Source: mnn.com

Published: January 25, 2017

Alexandra Park, Manchester

Alexandra Park, a large urban park in Manchester, England, is getting some leafy company thanks to the City of Trees initiative, which will oversee the planting of 3 million new trees while caring for and reviving existing woodlands. (Photo: Alex Pepperhill/flickr)

By Matt Hickman

Throughout its long history, the word “green” hasn’t generally been used to describe the northern English city of Manchester. After all, Manchester — the original “Cottonopolis” — served as the soot-smeared heart of England’s Industrial Revolution with its seemingly endless sprawl of textile mills and factories. Described by historian Simon Schama as “a new kind of city in the world; the chimneys of industrial suburbs greeting you with columns of smoke,” if there was a color to best describe the world’s first industrialized city during the 19th and early 20th centuries, it would be a dull brownish-grey.

Manchester, of course, has evolved radically over the years.
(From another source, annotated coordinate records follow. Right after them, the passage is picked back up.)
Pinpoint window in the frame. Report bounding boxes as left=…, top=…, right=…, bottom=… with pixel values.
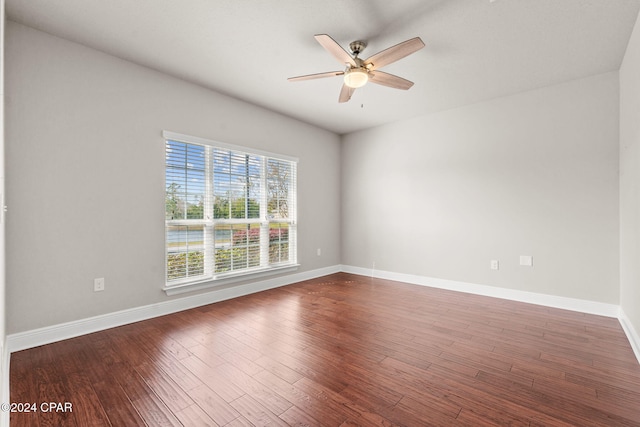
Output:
left=163, top=132, right=297, bottom=289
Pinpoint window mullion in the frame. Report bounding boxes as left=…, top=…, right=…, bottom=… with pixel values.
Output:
left=260, top=156, right=269, bottom=267
left=203, top=146, right=215, bottom=277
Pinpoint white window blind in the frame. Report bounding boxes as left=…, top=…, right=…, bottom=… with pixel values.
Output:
left=164, top=132, right=297, bottom=287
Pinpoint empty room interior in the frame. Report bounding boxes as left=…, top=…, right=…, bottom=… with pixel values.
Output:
left=0, top=0, right=640, bottom=426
A major tourism destination, an epicenter of science and innovation and a cultural hub best known for its nightlife, architecture, performing arts scene and massively influential musical exports (the Smiths, Oasis, New Order, et al.), Manchester has shed its dreary, filth-encrusted Dickensian reputation and emerged as a world-class city that anchors England’s second-most populous urban area. And, yes, today’s Manchester is green — and it’s about to get impressively greener.

Under an ambitious new urban beautification scheme titled City of Trees, Manchester will be home to a total of 3 million new leafy specimens to be planted over the next 25 years.

So why 3 million?

The figure numerically represents the current population of the Greater Manchester metropolitan area (the city proper is home to just over a half-million residents). As such, a tree will be planted for each and every Mancunian — every man, woman and child hailing from Blackrod to Broadbottom and everywhere in between — while an additional 2,000 hectares of neglected and overlooked existing woodland will be revived.

To date, 94,380 trees — this figure includes 318 street trees and 846 fruit-bearing trees — have been planted as part of the “innovative and exciting movement” that’s “set to reinvigorate Greater Manchester’s landscape.” In the process, 7,000 Mancunians who may have felt a disconnect from the natural world are now, according to the initiative, “connected to nature.”

As City of Trees director Tony Hothersall explains to the BBC, the objective of the project extends well beyond the planting of 3 million trees across Greater Manchester:

Next, we are very much focused on bringing existing woodland into management because there is no point in planting new woodland if you can’t manage what you’ve got already.
Finally, we want to engage people a lot more in their natural environment; in planting trees; in managing areas; in understanding more about the benefits that trees and woodlands bring to our society.
Greater Manchester wants to be a world-class city region. We have a lot of fantastic built development going on, but the natural environment needs to keep up with that.

The arboreal benefits mentioned by Hothersall are vast. As Mother Nature’s most remarkable multi-taskers, urban trees scrub dirty air, sequester carbon and reduce the severity of flooding events all the while fostering the growth of biodiversity. The positive — even life-saving — impact that trees have on the mental and physical wellbeing of a city’s denizens cannot be ignored.

And then there’s the matter of our gradually warming planet. City of Trees sees the project as a first-line defense against the impacts of climate change, particularly when it comes to the natural shading and cooling abilities of trees. Not only are cooler cities more comfortable but they’re also ultimate cleaner as trees help to lower a city dweller’s reliance on energy-intensive air conditioning, which, of course, requires the burning of fossil fuels – an activity that Manchester is historically very well acquainted with.

Speaking to the BBC, Hothersall goes on to elaborate that City of Trees, an initiative spearheaded by the Oglesby Charitable Trust in partnership with the Community Forest Trust, is working with an array of partners to “identify parcels of land for tree planting.”

“It is really about planting trees wherever it’s appropriate to put trees,” Hothersall says. “What is really important is it’s about the right tree in the right place.”

Click here to watch “Introducing City Forest Park”: https://youtu.be/BouN0gVkJRk

And speaking of “right places,” Hothesall mentions specific examples demonstrating that urban trees can be good for the bottom line. Restaurant- and shop-flanked pedestrian zones that are also lined with trees tend to perform better than similarly retail-heavy areas where trees are scarce. Essentially, trees make people want to linger for longer amounts of time — and spend money.

Leafy retail havens aside, one of City of Trees’ larger individual projects is the creation of City Forest Park, an expansive urban green space (“the green beating heart of Greater Manchester”) proposed for once-forsaken industrial land that, at 800 acres, would be larger than London’s Hyde Park and Regents Park combined and larger than Central Park in New York City. Hothersall notes to the Manchester Evening News that “with the right investment, we will be able to realise City Forest Park’s full potential and give the region the inspiring green space and culture hub it deserves and needs.”